I was going through the following proof of Lorentz invariant Phase space (in Modern Particle Physics by Mark Thomson).
Could someone please help me understand how the equation in the box is valid? If we are differentiating $p'_z=\gamma(p_z-\beta E)$ with respect to $p_z$ then why do we treat $\beta$ and $\gamma$ as constants?
Edit: Thanks for the comments and answers everyone. I now understand what is happening.
We have two reference frames, $F$ and $F'$, related by a Lorentz transformation characterized by $\beta$ and $v$.
Imagine we have a physical object$^\star$ moving with z-momentum $p_z$ and energy $E$ in frame $F$, and $p_z', E'$ in frame $F'$, with $p_z'=\gamma(p_z-\beta E)$.
What we want to know is: if the particle is kicked by an infinitesimal amount, so that its z-momentum in the $F$ frame goes from $p_z$ to $p_z+dp_z$, then how does its z-momentum in the $F'$ frame change? The answer to this question is the derivative in the image you posted.
Note that in this scenario, $F$ and $F'$ are not changing. Only the momentum of the particle is changing, which we can describe in any frame we want. Therefore, we do not differentiate $v$ or $\beta$ because these characterize the relationship between $F$ and $F'$, both of which are being held fixed.

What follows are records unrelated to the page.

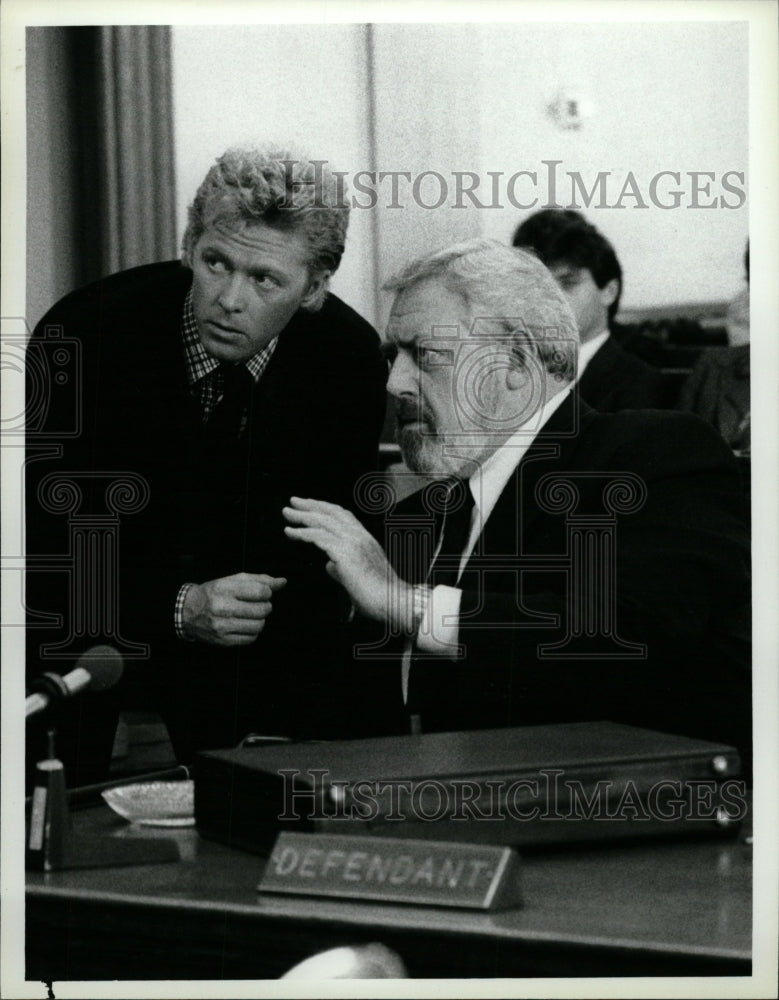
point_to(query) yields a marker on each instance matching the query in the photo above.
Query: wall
(665, 97)
(51, 194)
(469, 97)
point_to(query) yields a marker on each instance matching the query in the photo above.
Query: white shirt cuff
(439, 629)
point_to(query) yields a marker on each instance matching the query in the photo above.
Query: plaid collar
(200, 363)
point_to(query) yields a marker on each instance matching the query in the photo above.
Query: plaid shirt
(207, 385)
(203, 374)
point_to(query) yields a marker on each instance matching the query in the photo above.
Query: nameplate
(392, 870)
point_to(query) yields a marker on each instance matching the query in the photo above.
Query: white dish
(154, 803)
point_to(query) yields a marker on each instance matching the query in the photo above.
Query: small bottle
(49, 839)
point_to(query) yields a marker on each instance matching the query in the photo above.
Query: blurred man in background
(586, 268)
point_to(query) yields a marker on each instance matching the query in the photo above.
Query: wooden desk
(681, 908)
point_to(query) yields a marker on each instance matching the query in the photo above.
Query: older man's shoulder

$^\star$ I simplified this a little bit by talking about a physical particle. The problem you are considering, mathematically, is a little more abstract because you are considering the transformation of a small volume in phase space. But you don't lose any physical content for in your question by associating this element of phase space with a particle with the same position and momentum.